思い出してほしい。米国の株価はFRBのポートフォリオ(総資産)と連動しているのである。2018年の第4四半期に米国株が急落したのは、FRBが量的引き締めに動いたことが主因である。  

2018年の量的引き締め

主要中央銀行の資産の増減

 バンクオブアメリカとゴールドマンは大まかに150億ドル/月の恒久的なOMOを想定している。この戦略により、バランスシートは年間約1,800億ドル膨らみ、Fed(連邦準備制度)による米国債の純購入額(赤と灰色の棒の合計)は今後数年間で約3,750億ドルになる。

出所:ゼロヘッジ

 Plunge Protection Team(PPT=株価下落防止チーム)や、NY連銀がPKO(株価維持政策)を入れている現状で、株の売りトレンドが大きくなりにくい。

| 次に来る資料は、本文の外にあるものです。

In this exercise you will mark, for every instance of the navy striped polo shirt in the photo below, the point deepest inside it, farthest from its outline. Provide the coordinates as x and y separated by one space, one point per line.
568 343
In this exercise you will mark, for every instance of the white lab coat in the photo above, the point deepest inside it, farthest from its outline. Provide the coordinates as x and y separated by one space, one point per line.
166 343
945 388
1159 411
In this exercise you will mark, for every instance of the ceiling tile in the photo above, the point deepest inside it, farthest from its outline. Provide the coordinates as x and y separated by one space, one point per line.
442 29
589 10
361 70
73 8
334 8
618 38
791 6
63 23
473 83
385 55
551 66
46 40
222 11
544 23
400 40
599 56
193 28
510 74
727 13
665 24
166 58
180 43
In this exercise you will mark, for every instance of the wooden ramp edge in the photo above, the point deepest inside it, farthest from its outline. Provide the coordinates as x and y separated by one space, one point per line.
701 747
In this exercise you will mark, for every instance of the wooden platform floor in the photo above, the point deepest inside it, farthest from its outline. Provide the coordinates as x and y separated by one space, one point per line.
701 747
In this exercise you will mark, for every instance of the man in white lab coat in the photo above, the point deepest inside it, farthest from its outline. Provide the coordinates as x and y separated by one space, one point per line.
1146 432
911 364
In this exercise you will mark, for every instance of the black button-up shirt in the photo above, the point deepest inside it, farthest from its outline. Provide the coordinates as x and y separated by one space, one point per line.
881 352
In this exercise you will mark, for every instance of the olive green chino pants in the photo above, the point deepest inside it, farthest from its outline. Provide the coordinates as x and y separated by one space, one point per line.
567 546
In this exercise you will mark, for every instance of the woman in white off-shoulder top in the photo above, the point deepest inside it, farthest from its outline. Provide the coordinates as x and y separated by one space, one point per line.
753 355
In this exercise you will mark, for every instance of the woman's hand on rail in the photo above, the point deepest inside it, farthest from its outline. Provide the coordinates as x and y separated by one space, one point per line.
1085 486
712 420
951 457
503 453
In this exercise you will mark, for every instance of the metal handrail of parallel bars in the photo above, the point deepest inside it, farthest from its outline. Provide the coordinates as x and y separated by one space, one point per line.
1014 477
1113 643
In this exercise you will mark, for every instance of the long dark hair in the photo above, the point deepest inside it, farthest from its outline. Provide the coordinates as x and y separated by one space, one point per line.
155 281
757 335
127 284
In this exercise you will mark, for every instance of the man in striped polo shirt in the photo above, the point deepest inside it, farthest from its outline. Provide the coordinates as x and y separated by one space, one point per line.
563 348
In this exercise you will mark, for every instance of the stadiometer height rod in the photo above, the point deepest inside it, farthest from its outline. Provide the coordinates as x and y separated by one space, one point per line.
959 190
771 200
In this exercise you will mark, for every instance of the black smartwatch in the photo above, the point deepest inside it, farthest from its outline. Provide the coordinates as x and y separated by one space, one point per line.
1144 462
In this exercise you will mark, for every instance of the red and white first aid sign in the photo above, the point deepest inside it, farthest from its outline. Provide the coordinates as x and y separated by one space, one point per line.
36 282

NYダウ(日足)とPlunge Protection Team(PPT=株価下落防止チーム)のPKO

 トランプ大統領は2019年10月7日に、「利下げを望んでおり、大幅な利下げだ。米国にインフレは存在しない。存在しているとしても、低水準で、利下げを実施するに値する。FRBが利下げすることを望む」と述べており、大統領のPPTと、金融緩和で株価を維持する操作が延々と続くだろう。

 読者の皆さまはすでにお分かりであろう。量的緩和政策はそれ自体が崩壊しない限り、出口は存在しないのである。